The aim of this study was to analyze the accurate three-dimensional positions and positional changes of the lip and nose in patients with unilateral cleft lip and palate.
Sixty-three patients with unilateral complete cleft lip and palate (UCLP) and 96 patients with isolated cleft palate were retrospectively enrolled. Facial casts of all subjects taken immediately before and after cheiloplasty and before palatoplasty were used. Three-dimensional values of 12 landmarks were measured by electronic caliper and parallel milling machine. Independent-samples t test was used in analyzing positional differences between UCLP and control, and 2-way analysis of variance was selected in analyzing positional changes among UCLP groups. The threshold of significance was set at 0.05.

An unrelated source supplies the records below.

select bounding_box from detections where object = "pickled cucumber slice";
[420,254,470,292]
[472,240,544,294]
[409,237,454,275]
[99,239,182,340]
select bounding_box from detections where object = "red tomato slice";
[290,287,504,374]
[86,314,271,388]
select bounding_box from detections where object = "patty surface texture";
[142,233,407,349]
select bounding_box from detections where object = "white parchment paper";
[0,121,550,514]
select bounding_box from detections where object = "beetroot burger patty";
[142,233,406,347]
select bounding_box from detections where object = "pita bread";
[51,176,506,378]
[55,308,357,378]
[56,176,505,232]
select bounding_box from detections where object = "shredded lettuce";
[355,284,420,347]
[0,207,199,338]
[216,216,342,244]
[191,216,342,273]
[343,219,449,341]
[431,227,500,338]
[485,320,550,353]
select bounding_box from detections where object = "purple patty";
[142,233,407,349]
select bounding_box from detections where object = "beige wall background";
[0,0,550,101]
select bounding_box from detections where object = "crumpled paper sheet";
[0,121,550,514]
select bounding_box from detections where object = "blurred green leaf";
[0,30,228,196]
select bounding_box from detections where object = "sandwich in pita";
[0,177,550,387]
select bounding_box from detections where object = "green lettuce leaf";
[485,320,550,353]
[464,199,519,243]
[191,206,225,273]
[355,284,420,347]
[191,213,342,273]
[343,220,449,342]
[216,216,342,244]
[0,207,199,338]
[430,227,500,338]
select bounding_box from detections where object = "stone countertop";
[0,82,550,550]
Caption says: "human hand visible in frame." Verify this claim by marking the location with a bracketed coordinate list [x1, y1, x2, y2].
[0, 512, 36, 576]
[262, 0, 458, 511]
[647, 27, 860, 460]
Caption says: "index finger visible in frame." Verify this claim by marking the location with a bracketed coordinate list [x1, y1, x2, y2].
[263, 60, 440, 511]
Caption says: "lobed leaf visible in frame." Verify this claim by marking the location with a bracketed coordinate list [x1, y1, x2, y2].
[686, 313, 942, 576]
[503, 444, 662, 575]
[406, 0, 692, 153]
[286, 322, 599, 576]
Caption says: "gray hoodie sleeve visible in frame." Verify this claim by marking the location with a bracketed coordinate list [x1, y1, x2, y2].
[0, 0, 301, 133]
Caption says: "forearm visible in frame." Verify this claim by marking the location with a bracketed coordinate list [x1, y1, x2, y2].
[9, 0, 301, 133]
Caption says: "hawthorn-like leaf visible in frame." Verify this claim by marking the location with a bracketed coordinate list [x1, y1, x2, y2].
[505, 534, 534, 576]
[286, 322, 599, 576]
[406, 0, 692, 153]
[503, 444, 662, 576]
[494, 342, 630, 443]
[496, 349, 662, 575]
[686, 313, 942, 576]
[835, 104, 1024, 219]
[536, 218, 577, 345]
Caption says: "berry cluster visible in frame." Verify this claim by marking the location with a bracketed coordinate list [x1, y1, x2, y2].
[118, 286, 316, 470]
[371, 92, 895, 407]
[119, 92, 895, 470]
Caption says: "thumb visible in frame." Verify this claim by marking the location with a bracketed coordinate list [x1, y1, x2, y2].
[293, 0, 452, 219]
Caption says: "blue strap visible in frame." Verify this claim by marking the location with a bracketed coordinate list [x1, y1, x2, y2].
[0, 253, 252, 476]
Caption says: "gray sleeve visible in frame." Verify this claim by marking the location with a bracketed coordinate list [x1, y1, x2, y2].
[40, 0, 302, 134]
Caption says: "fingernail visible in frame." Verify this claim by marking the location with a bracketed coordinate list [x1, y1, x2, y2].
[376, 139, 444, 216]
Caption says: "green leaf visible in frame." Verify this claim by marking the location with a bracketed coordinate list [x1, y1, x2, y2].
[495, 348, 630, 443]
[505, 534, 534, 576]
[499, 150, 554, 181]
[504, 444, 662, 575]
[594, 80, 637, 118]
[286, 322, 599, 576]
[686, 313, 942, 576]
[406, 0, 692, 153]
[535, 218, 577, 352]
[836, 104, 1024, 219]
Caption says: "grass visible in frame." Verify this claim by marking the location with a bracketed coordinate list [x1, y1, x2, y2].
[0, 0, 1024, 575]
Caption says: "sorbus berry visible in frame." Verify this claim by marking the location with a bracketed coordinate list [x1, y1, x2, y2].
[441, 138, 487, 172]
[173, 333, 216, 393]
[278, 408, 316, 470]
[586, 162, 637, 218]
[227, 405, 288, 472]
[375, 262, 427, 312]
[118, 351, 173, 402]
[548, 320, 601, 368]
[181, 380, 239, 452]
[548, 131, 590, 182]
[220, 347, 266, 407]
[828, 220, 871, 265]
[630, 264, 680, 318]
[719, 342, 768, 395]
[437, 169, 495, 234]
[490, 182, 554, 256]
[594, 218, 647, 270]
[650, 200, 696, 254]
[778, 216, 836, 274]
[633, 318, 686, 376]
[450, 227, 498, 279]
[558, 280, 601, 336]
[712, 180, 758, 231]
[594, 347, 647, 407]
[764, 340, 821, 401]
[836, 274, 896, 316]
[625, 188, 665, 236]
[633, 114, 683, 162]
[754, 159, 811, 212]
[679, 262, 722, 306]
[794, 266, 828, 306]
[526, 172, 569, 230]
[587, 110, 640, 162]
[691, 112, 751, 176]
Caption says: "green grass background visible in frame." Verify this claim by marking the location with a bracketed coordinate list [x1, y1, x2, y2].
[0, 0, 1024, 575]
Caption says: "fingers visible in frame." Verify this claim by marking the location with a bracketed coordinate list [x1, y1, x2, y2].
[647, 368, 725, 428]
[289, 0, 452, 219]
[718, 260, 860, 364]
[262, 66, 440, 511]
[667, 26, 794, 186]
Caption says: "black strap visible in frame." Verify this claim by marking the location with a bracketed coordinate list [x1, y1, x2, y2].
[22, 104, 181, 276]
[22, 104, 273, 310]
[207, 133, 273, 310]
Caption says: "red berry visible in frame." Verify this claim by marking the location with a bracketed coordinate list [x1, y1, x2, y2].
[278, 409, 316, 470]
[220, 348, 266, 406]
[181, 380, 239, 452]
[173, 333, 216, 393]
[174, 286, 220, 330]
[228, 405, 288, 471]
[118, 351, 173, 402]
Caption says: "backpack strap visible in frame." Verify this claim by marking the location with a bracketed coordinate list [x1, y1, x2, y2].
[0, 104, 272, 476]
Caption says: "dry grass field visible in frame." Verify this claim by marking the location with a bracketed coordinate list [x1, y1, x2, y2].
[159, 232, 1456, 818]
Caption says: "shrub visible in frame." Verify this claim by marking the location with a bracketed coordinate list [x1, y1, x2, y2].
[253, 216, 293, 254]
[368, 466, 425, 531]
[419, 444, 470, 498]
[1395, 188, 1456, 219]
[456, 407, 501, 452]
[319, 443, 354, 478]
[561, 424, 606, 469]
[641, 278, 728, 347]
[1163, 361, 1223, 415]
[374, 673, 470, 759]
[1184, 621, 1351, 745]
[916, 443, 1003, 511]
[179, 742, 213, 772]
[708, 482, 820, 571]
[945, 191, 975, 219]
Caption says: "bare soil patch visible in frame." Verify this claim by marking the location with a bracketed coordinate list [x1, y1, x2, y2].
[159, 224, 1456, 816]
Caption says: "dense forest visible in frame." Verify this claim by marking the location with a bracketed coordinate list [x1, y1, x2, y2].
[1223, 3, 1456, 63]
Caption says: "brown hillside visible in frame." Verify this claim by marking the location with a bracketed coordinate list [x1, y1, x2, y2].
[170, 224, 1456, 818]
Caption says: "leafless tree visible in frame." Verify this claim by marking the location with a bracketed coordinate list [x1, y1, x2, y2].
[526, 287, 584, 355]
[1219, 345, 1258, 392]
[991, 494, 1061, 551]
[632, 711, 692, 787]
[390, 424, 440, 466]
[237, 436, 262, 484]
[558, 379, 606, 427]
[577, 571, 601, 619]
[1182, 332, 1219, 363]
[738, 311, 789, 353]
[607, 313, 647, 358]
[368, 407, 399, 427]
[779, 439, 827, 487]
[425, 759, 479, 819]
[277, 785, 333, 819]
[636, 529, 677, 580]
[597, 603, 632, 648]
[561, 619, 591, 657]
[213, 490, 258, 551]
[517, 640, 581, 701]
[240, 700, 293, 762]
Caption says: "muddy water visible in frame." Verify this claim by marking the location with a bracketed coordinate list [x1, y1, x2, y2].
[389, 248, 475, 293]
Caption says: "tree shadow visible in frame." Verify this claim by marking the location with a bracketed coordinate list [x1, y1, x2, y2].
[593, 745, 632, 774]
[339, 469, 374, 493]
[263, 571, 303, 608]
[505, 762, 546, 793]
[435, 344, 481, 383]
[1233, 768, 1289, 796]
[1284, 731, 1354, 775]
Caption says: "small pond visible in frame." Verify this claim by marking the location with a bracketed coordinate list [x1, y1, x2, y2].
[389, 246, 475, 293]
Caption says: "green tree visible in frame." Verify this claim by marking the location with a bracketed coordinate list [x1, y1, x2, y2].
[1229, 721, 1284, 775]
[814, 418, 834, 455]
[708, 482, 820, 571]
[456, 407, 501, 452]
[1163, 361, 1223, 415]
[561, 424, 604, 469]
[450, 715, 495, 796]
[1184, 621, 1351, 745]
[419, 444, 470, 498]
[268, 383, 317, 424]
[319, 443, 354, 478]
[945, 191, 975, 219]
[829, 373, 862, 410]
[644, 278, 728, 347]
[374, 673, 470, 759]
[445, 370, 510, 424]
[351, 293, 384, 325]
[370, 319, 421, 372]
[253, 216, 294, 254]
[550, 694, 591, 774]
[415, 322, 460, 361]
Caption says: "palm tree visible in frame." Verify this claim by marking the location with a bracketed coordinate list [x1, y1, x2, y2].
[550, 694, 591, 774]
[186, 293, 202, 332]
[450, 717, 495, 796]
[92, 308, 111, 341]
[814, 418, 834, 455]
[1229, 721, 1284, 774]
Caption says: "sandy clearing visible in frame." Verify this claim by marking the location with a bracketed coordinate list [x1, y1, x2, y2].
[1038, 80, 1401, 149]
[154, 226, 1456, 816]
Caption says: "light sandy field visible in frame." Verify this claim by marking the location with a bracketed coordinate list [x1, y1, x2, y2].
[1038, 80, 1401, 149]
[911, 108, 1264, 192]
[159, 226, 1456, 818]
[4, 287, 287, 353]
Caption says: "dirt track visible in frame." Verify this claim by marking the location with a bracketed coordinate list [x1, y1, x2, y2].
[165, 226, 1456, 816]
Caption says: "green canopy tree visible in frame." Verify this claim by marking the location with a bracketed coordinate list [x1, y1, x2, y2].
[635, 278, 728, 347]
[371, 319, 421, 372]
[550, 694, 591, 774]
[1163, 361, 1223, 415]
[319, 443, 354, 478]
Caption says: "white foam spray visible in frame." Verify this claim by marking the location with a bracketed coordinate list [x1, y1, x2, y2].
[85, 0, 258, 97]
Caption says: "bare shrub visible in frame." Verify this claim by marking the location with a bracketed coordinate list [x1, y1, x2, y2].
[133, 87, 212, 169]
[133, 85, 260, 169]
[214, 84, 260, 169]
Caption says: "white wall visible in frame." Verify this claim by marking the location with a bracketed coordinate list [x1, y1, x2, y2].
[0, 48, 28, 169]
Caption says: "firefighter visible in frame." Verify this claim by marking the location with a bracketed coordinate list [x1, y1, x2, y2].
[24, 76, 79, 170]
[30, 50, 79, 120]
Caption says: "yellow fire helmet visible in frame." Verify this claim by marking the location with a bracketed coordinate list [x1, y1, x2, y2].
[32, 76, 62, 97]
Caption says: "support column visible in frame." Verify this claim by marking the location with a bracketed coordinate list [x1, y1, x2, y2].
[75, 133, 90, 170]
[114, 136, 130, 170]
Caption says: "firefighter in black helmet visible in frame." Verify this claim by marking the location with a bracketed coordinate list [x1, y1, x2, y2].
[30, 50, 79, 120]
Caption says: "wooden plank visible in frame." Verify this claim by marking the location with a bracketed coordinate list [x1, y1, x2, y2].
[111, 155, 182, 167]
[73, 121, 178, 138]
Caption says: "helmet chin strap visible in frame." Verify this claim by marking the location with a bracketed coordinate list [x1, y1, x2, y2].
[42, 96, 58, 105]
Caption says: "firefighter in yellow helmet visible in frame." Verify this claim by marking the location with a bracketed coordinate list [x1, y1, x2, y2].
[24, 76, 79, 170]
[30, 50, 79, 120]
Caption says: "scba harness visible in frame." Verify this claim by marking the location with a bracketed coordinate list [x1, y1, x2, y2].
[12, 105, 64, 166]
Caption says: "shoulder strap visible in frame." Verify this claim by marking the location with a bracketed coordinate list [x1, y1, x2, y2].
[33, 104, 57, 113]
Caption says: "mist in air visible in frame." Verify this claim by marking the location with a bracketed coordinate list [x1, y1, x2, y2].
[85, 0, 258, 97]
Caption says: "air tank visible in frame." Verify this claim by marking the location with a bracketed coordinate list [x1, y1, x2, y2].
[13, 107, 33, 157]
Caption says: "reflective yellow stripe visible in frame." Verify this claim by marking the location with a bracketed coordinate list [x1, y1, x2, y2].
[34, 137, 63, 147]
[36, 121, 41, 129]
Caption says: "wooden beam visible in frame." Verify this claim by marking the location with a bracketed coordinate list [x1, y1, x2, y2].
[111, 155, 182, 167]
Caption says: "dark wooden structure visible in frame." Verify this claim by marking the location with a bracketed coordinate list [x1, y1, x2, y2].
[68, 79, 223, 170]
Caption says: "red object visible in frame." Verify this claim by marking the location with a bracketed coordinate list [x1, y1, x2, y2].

Superiorly dislocated christa philtri (Cph) (P < 0.001), subalae (Sa) (P < 0.001), and nostril tip (Nt) (P < 0.001) were partially corrected and still dislocated (P < 0.05, P < 0.001, P < 0.001) immediately after operation, but Cph (P = 0.322) and Cph′ (P = 0.081) developed caudally to normal about 10 months after primary surgery. In sagittal dimension, lip and nose, especially Cph′ (P < 0.001), Sa′ (P < 0.001), and Nt′ (P < 0.001) on the cleft side, dislocated dorsally before operation. Immediately after operation, Sa′ (P = 0.456) and Nt′ (P = 0.067) were normal in sagittal projection, but Cph′ was corrected partially and still insufficient (P < 0.001). Unfortunately, sagittal projections of all nasolabial structures, Cph (P < 0.001), Sa′ (P < 0.001), Nt (P < 0.001), Cph′ (P < 0.001), Sa′ (P < 0.05), and Nt′ (P < 0.001), decreased significantly and were insufficient after operation.
In vertical dimension, nasolabial displacements were corrected partially by primary surgery, and catching-up growth happened since then. Insufficient sagittal projections of the lip and nose were corrected successfully by lip repair, but lip repair itself had adverse effects on nasolabial sagittal growth.